Weakest Nominee: Dallas Buyers Club
Not really sure why this one is here.  Sure, it is edited well enough, but it is a film mostly of conversations, which are relatively easy to compile and make flow.  It is also not a film that cinematically requires much more of an editor than to simply get out of the way and put the shots in a logical order.  I tend to think editing jobs requiring personal artistry and a sense for rhythm should be rewarded, not jobs on films reaching for interpersonal realism like this one.  The film was edited as well as it could be – enough to make the film make sense – but this is a head-scratcher nomination for sure.

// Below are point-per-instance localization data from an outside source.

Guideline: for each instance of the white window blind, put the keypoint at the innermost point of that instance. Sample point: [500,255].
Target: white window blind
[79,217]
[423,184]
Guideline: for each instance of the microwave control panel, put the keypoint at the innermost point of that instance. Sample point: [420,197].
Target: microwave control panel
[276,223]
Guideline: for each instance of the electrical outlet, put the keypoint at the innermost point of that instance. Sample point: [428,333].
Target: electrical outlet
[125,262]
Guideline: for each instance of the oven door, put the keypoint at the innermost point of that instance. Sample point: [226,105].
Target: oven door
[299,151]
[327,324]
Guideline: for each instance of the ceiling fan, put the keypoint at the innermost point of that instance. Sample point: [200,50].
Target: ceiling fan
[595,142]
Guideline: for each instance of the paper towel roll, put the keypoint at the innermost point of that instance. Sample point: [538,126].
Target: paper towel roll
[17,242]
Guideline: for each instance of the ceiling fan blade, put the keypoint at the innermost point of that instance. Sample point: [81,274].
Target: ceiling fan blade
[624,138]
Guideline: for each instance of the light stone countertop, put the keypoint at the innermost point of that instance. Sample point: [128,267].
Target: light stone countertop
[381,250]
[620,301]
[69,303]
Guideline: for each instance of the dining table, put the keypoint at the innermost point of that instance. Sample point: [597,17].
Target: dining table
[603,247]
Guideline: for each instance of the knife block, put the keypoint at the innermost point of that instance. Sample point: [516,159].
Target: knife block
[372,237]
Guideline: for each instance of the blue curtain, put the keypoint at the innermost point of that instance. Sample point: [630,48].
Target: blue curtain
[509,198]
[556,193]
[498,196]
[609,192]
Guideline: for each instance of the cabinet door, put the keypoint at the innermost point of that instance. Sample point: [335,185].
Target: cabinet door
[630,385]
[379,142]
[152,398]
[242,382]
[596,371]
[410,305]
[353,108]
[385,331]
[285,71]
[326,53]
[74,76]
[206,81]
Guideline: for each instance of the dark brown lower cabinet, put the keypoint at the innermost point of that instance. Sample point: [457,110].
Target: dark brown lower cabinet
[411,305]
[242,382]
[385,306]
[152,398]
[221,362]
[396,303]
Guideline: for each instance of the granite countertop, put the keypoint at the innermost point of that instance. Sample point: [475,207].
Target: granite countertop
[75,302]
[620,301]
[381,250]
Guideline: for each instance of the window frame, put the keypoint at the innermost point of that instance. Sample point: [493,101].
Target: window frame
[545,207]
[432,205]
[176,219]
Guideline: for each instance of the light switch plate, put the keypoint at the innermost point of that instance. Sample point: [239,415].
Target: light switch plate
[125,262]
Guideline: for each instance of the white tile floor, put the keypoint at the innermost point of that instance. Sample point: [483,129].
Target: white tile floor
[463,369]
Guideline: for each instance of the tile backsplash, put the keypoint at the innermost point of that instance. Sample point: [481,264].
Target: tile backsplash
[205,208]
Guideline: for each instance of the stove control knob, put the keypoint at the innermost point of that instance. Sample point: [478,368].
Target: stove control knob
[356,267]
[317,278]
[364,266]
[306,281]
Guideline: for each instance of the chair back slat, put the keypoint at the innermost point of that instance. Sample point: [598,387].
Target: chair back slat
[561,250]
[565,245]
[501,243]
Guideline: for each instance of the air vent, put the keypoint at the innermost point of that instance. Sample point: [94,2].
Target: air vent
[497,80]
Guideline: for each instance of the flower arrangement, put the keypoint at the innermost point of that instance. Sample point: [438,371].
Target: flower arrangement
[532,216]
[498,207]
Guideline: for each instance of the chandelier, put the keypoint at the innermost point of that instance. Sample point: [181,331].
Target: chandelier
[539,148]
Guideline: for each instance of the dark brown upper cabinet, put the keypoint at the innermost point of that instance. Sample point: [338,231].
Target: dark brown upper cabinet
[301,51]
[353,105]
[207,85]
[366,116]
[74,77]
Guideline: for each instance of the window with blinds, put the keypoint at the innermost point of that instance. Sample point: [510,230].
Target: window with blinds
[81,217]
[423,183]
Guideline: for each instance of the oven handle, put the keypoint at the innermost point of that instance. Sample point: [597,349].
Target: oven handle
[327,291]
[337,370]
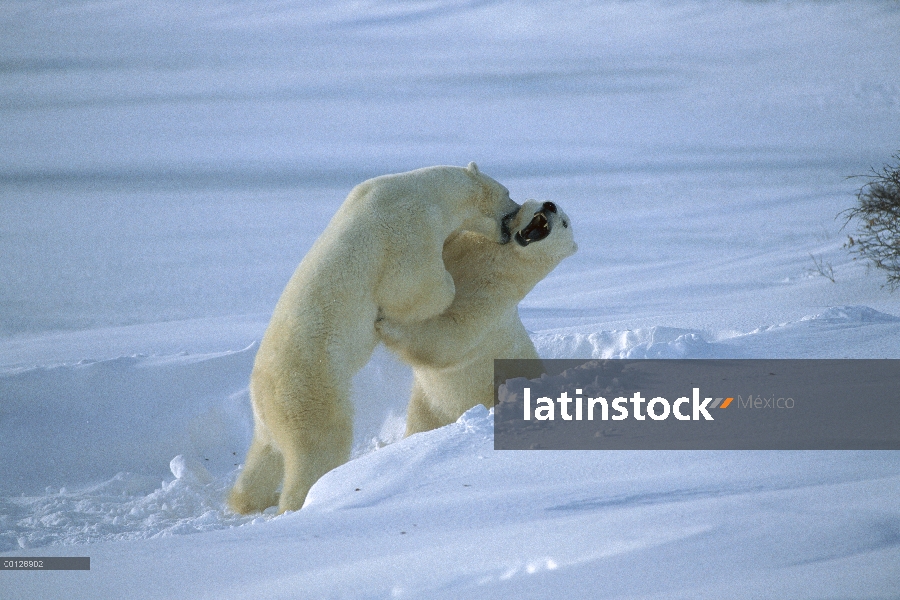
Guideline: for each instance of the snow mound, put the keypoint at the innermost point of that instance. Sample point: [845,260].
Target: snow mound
[653,342]
[851,314]
[126,507]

This particular sequence was brilliantly edited.
Best Non-Nominee: Upstream Color
One of my favorite films of the year, this twisting science-fiction mystery delves into the psyches of its characters mainly by cross-cutting their present realities with memory and disruptive, outside forces.  Without giving much of its plot away (as you should definitely give the film a chance), much of its mysteries are revealed through complex montage, and the effect is thrilling and affecting.  Director Shane Carruth personally edited the film and applies many concepts from experimental works to convey deeper meaning, and his artistry in the cutting room should be recognized.

Chelsea:

I literally am just going to agree with everything you said above.  Although I would like to point out that the Academy may choose to honor Captain Phillips here.  Paul Greengrass’ tense thriller with national treasure Tam Honks would also be a worthy winner.  The editor expertly paced this film for maximum tension building, creating fantastic lulls and extremely suspenseful sequences. 

I agree with your assessment of Upstream Color, although I’m going to take this space to point out the lovely work of Thelma Schoonmaker, Martin Scorcese’s longtime editor.  The Wolf of Wall Street is edited brilliantly, pacing this three hour long film so it hits the exact emotional beats it should for the viewer watching this crazed, debauched lifestyle.